Well another year has come and gone on the Meadow. It's been a rather unusual one, largely due to the weather. It has of course been unfeasibly wet this year which has meant that we've been blessed with floods all year. This is a good thing in birding terms but somehow much of the year has seemed rather low key. We've managed to see the usual birds on the patch but for most of the year it was nothing more than that with nothing particularly outstanding to celebrate.
In the first half of the year we'd usually expect something good like a Temminck's Stint or a Spoonbill in May but despite the usual flurry of nice waders moving through there was nothing special.

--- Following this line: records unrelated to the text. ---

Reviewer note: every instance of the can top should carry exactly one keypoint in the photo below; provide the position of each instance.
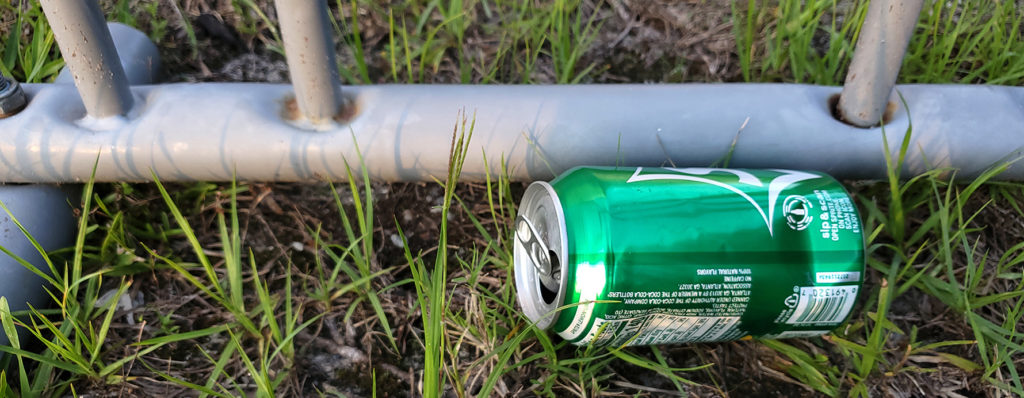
(540, 254)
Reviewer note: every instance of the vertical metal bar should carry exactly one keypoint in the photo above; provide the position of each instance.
(88, 50)
(309, 47)
(877, 59)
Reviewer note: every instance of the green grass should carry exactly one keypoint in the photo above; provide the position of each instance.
(926, 234)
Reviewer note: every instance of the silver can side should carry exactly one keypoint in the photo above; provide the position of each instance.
(540, 253)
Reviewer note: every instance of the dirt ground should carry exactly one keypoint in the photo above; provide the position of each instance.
(639, 41)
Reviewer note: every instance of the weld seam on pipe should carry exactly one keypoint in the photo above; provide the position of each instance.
(309, 49)
(877, 59)
(88, 50)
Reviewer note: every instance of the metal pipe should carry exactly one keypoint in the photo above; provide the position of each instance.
(88, 50)
(213, 131)
(138, 55)
(877, 59)
(309, 48)
(44, 212)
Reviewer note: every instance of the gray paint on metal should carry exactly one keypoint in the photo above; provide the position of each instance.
(138, 56)
(877, 59)
(88, 50)
(309, 49)
(44, 212)
(212, 131)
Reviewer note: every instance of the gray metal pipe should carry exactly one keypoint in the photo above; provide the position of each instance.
(44, 212)
(138, 56)
(309, 48)
(877, 59)
(212, 131)
(88, 50)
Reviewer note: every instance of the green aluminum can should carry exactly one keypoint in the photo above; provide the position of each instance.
(641, 256)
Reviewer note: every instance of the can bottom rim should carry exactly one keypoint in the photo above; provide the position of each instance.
(540, 203)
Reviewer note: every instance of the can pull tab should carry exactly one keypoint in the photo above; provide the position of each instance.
(538, 251)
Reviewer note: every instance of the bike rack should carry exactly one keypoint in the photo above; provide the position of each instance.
(131, 129)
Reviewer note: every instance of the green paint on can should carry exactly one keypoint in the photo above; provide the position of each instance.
(643, 256)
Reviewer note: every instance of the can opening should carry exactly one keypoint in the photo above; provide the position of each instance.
(547, 294)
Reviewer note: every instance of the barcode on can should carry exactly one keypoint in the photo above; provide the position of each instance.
(823, 305)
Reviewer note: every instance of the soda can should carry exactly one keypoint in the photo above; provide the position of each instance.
(641, 256)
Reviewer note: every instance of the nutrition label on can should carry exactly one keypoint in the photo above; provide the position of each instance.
(838, 214)
(662, 328)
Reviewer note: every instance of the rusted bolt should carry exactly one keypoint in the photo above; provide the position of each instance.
(11, 97)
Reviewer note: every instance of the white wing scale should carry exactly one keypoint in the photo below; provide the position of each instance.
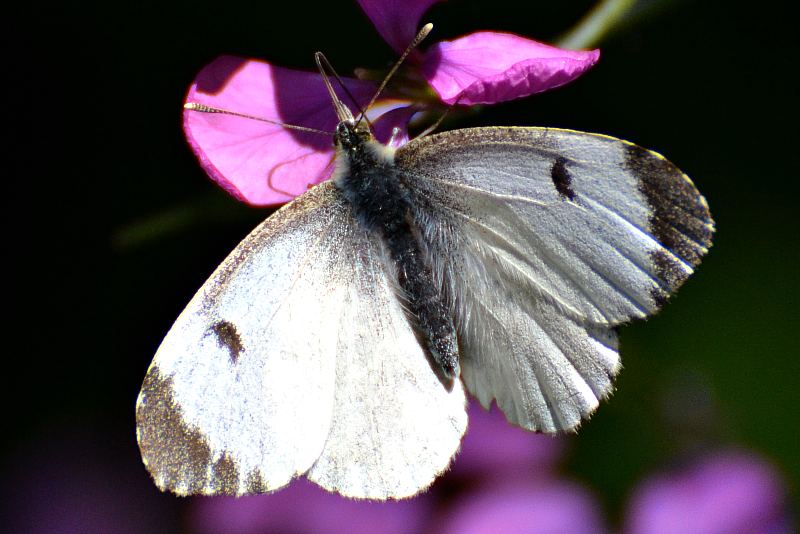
(544, 240)
(272, 371)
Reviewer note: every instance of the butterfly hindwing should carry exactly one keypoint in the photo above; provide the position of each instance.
(544, 240)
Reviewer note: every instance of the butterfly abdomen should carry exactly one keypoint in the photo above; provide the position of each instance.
(381, 204)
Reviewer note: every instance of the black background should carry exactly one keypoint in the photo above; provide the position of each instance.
(111, 225)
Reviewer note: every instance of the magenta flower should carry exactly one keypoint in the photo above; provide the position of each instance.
(519, 507)
(264, 164)
(725, 492)
(494, 450)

In fact spring was noteworthy for failing to produce any Grasshopper Warblers at all. Burgess Field is a really good spot for them and one can usually rely on three or four reeling males in a typical season. I've been told by Matthew Foster who's been making records of his sightings on the Meadow for several decades, that the last time there were no Groppers at all was in 1995. Apart for the usual waders, highlights for the first half of the year were a Red-breasted Merganser, a fly-over Shag, a Channel Wagtail and a Raven that hung around for quite some time in the spring.

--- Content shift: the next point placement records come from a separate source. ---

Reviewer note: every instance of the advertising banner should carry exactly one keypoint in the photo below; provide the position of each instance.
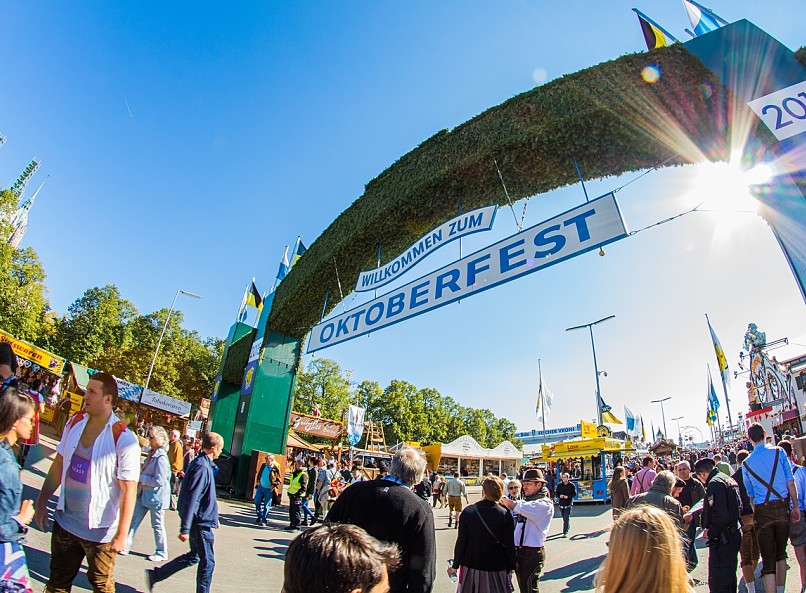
(466, 223)
(46, 360)
(572, 233)
(355, 425)
(166, 403)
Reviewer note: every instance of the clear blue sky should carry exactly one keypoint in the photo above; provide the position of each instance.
(260, 121)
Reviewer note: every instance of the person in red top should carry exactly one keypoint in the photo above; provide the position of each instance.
(642, 481)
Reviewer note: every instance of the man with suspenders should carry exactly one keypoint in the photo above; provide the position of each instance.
(771, 488)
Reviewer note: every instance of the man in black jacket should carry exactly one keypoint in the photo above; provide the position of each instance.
(198, 513)
(720, 518)
(389, 511)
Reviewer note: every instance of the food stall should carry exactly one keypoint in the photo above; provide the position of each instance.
(590, 463)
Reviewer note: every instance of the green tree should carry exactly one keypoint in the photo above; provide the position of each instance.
(322, 384)
(23, 296)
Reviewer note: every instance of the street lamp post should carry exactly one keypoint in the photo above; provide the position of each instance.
(679, 434)
(162, 335)
(595, 365)
(662, 413)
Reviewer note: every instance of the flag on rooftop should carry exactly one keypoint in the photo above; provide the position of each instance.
(654, 35)
(282, 272)
(703, 20)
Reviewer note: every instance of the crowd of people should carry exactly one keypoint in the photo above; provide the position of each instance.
(378, 535)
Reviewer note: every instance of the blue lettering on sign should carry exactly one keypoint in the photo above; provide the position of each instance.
(577, 231)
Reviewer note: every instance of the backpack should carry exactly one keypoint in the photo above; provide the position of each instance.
(118, 427)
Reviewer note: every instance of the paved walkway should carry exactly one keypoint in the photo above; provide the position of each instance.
(250, 558)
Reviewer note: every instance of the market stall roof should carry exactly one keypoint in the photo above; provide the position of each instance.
(467, 446)
(297, 442)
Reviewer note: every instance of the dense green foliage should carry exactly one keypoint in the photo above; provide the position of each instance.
(406, 412)
(606, 117)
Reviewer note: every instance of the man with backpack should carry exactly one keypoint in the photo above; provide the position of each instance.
(97, 465)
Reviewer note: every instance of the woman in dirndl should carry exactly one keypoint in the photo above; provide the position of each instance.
(484, 554)
(16, 422)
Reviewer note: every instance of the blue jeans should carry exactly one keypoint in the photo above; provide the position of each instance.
(566, 513)
(157, 524)
(262, 502)
(201, 553)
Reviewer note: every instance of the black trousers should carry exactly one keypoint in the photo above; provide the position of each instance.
(723, 560)
(528, 566)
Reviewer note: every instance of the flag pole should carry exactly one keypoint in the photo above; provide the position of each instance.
(542, 399)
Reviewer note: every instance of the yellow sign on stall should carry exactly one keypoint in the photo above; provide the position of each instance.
(588, 429)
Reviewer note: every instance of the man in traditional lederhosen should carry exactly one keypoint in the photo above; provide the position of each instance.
(533, 516)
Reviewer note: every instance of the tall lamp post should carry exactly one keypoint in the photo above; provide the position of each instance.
(595, 366)
(663, 415)
(162, 335)
(679, 435)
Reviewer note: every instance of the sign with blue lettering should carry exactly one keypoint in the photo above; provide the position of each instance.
(581, 229)
(480, 219)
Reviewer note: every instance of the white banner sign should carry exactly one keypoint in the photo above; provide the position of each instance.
(467, 223)
(166, 403)
(784, 111)
(579, 230)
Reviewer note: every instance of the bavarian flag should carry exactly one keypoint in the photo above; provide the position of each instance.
(654, 35)
(253, 298)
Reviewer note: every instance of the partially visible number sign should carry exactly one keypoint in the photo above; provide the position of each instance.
(784, 111)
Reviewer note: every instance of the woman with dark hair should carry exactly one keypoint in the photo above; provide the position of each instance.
(484, 553)
(16, 422)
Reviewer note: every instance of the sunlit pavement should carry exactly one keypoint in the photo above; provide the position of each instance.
(250, 557)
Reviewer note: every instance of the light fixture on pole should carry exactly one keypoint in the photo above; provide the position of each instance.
(595, 365)
(662, 413)
(679, 435)
(162, 335)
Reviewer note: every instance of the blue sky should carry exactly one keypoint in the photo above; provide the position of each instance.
(252, 125)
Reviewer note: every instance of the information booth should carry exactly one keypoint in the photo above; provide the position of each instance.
(590, 463)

Having floods around for the start of the autumn passage is always a good thing as it attracts loads of return passage waders. This year we had a fantastic period of several weeks when there were at least 20 waders dotted around the floods, including a couple of Wood Sandpipers, plenty of Common and Green Sandpipers and Godwits and Plovers galore. Still that extra special bird eluded us. It wasn't until well past the autumn passage that finally we got our Bird of the Year in the form of a splendid American Golden Plover that at least stayed longer than the two hours of the last one but still not long enough for everyone's liking. After that things seemed to pick up and we had quite a good couple of months with four different Caspian gulls (2 adults, a 4th winter and a 1st winter) and a first winter Iceland Gull. I was also delighted to add Little Owl to the patch year list, a bird that I've only once previously come across on the patch a number of years ago.
Wood Sandpiper (c) Roger Wyatt
Port Meadow Bird of the Year - American Golden Plover (c) Jason Coppock
So all in all it's been an OK year. The Patch Year list total was a creditable 134 which once again puts us third in the county behind the two county giants of Farmoor and Otmoor. We managed one rare and a good smattering of patch scarcities - what more could you ask for for your patch birding.
Finally of course, I'd like to wish a Happy New Year to all my readers. I should add that I always enjoy it when people come up to me on the Meadow saying how much they enjoy this blog, it's much appreciated.